Just take your binoculars. Looking at the ring locations on a card isn't going to do you much good if the targets leaning, quarting, etc. Use your binoc's, find a point of reference and let her fly.


----------



## BIGREDSMOKEY (Mar 1, 2011)

slamnationalley said:


> Just take your binoculars. Looking at the ring locations on a card isn't going to do you much good if the targets leaning, quarting, etc. Use your binoc's, find a point of reference and let her fly.


I went to a shoot last weekend that did not allow binoculars. I don't think it was a sanctioned shoot and I'm pretty new at this. Is that normal or pretty unusual?


----------



## rembrandt (Jan 17, 2004)

I went to a shoot also last week-end and they had the 12 ring and the 10 ring posted on a card at each station.....It helped but I just go for the middle of the 10 ring!


----------



## TANC (Mar 14, 2005)

BIGREDSMOKEY said:


> I went to a shoot last weekend that did not allow binoculars. I don't think it was a sanctioned shoot and I'm pretty new at this. Is that normal or pretty unusual?
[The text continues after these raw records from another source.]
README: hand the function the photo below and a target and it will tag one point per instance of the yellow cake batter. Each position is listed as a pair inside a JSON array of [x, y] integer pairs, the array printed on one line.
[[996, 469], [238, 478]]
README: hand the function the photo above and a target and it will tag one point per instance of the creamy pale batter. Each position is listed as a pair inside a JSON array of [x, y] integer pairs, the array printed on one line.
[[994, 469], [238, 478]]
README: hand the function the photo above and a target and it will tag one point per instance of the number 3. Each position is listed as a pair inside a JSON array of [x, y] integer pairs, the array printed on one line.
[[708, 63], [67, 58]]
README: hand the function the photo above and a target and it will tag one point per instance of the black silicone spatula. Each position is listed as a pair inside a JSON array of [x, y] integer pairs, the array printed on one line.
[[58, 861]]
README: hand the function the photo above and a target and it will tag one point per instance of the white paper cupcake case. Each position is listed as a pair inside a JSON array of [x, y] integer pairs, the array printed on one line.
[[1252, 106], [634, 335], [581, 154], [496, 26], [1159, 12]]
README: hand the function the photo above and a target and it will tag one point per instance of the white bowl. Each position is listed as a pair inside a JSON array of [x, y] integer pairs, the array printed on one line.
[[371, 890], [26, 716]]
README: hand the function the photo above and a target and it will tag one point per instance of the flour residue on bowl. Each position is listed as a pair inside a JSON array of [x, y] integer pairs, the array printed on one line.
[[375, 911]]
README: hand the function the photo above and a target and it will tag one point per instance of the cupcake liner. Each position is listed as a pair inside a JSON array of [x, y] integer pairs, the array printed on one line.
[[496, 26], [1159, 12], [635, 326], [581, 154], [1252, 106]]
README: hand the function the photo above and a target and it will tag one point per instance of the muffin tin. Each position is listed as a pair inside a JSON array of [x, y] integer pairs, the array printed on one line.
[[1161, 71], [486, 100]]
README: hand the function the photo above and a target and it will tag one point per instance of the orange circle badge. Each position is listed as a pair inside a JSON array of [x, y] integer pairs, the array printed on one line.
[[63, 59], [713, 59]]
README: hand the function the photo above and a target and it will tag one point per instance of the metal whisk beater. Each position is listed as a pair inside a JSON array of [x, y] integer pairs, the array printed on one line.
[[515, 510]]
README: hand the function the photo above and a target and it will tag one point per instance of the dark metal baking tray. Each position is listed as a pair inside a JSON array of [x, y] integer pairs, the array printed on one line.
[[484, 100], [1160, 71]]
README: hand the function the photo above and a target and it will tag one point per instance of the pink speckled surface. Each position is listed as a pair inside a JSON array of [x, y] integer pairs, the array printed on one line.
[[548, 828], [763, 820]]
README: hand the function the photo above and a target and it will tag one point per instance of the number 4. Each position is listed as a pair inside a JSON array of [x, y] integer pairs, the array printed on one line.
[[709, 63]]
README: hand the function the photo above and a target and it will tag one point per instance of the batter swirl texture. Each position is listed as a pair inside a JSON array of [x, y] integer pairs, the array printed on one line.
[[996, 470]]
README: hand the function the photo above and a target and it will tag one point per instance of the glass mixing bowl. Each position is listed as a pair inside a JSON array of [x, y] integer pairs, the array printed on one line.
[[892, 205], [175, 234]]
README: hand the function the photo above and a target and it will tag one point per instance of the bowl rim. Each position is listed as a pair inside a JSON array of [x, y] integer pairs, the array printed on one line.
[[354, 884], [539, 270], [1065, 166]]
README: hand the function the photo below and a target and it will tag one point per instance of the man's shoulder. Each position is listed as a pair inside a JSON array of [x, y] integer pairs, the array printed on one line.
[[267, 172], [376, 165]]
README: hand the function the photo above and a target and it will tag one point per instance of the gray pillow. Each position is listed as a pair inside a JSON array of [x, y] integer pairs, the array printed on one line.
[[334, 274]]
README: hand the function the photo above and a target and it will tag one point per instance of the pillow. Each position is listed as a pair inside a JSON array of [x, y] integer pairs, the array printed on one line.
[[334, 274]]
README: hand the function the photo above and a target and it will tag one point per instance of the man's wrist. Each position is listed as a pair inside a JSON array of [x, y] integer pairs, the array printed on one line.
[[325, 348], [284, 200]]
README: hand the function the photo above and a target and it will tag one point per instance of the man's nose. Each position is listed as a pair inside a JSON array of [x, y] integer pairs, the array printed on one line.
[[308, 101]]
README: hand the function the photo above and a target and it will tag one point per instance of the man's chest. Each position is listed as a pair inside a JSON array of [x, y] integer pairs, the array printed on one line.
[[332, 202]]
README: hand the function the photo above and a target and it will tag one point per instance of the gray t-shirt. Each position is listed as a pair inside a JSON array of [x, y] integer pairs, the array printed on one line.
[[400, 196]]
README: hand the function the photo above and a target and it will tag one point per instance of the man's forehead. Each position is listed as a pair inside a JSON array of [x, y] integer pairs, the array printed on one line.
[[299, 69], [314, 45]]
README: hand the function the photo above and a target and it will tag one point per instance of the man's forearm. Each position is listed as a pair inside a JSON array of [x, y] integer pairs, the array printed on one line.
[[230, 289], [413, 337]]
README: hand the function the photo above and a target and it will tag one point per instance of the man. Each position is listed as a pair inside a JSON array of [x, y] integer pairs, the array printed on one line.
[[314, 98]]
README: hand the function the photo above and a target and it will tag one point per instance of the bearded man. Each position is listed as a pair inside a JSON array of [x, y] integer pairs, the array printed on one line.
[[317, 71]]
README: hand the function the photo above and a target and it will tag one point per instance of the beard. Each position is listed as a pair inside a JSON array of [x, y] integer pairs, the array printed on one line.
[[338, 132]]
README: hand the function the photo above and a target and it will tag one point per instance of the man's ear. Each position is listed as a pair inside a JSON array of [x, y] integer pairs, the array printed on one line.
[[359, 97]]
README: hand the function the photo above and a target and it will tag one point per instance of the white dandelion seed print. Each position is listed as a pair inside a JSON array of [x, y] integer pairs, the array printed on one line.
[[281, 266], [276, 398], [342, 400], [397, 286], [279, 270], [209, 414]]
Not allowing binocs is very unusual.


----------



## sagecreek (Jul 15, 2003)

I agree, very unusual.


----------



## asa1485 (Jan 16, 2008)

BIGREDSMOKEY said:


> Does anyone have a printable version of the scoring ring locations for McKenzie targets? I am going to a shoot this weekend and I'm not going to be able to get to the bow shop to get one before I go.


conctact bcbow1971 here on AT He had them on here and you can print them off.


----------



## bcbow1971 (Oct 24, 2007)

BIGREDSMOKEY said:


> Does anyone have a printable version of the scoring ring locations for McKenzie targets? I am going to a shoot this weekend and I'm not going to be able to get to the bow shop to get one before I go.
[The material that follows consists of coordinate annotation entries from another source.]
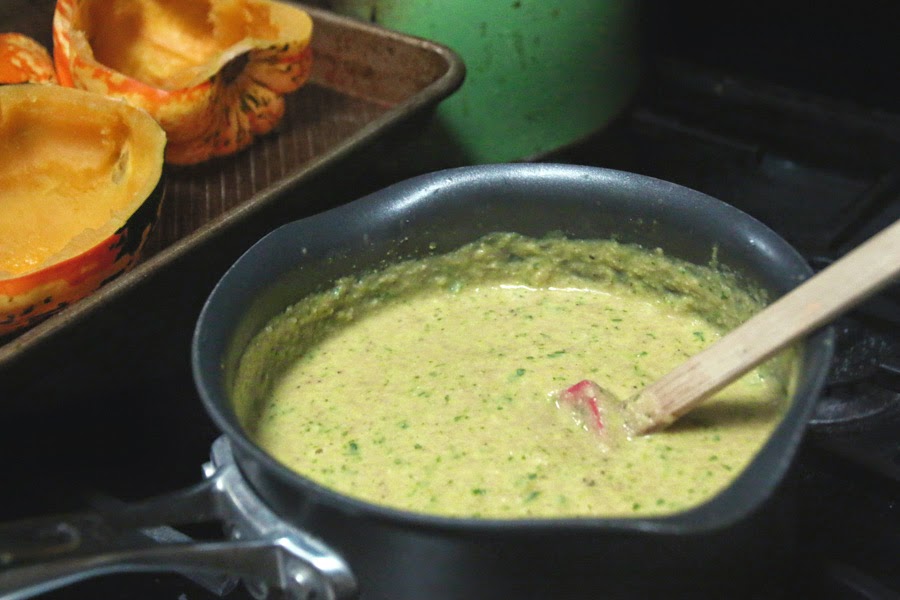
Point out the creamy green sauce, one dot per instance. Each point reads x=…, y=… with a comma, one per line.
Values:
x=430, y=385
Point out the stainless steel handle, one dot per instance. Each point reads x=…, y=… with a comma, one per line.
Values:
x=38, y=555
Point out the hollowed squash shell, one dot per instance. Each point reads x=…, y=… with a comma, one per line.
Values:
x=212, y=72
x=80, y=188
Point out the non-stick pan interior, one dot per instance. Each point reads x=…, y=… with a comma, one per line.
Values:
x=439, y=212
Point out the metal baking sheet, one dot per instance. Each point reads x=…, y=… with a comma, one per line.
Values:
x=365, y=81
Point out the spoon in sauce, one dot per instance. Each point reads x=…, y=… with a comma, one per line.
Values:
x=841, y=286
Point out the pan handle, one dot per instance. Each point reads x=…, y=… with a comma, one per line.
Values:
x=42, y=554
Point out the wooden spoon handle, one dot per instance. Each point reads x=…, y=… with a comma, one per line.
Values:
x=847, y=282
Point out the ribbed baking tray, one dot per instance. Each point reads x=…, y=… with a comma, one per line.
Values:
x=365, y=81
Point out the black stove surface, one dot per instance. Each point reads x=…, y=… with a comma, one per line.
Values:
x=822, y=173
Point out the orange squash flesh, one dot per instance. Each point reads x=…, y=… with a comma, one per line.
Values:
x=24, y=60
x=212, y=72
x=79, y=191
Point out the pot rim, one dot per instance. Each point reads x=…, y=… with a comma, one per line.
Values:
x=747, y=492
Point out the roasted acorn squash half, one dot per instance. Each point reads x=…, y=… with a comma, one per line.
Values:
x=212, y=72
x=80, y=189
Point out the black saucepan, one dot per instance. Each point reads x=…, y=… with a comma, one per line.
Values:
x=738, y=544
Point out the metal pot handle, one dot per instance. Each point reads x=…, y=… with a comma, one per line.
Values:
x=38, y=555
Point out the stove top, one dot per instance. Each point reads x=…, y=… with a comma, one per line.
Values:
x=823, y=174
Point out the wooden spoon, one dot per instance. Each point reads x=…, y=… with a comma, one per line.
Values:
x=844, y=284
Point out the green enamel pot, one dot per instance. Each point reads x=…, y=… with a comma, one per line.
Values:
x=540, y=74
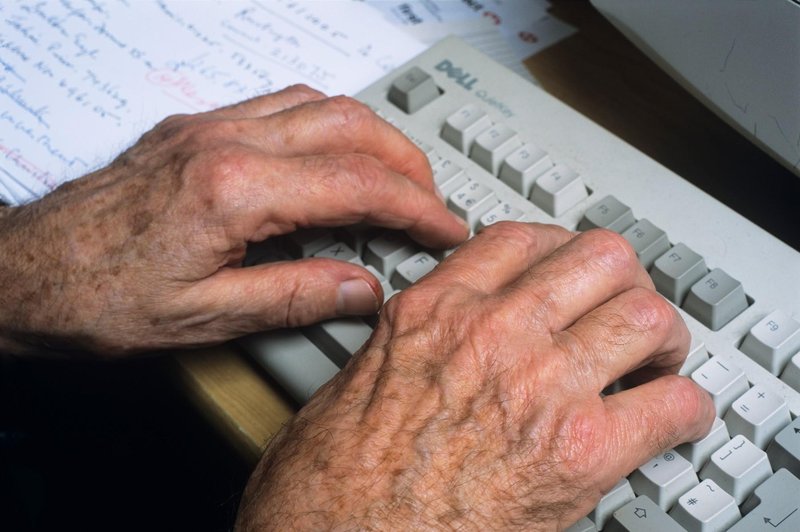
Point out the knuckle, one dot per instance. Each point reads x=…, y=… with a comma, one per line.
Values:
x=650, y=312
x=303, y=91
x=219, y=169
x=515, y=233
x=576, y=445
x=611, y=250
x=690, y=399
x=354, y=172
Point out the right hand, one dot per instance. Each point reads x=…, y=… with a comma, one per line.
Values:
x=144, y=254
x=476, y=404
PM me your email and I will send them to you!!!


----------



## DocMort (Sep 24, 2009)

http://www.archerytalk.com/vb/showthread.php?t=1457850

Cards are good until this happened


----------



## absolutecool (Mar 26, 2006)

bcbow1971 said:


> PM me your email and I will send them to you!!!


Thank you!!


----------



## BIGREDSMOKEY (Mar 1, 2011)

bcbow1971 said:


> PM me your email and I will send them to you!!!


PM sent.

Thanks!


----------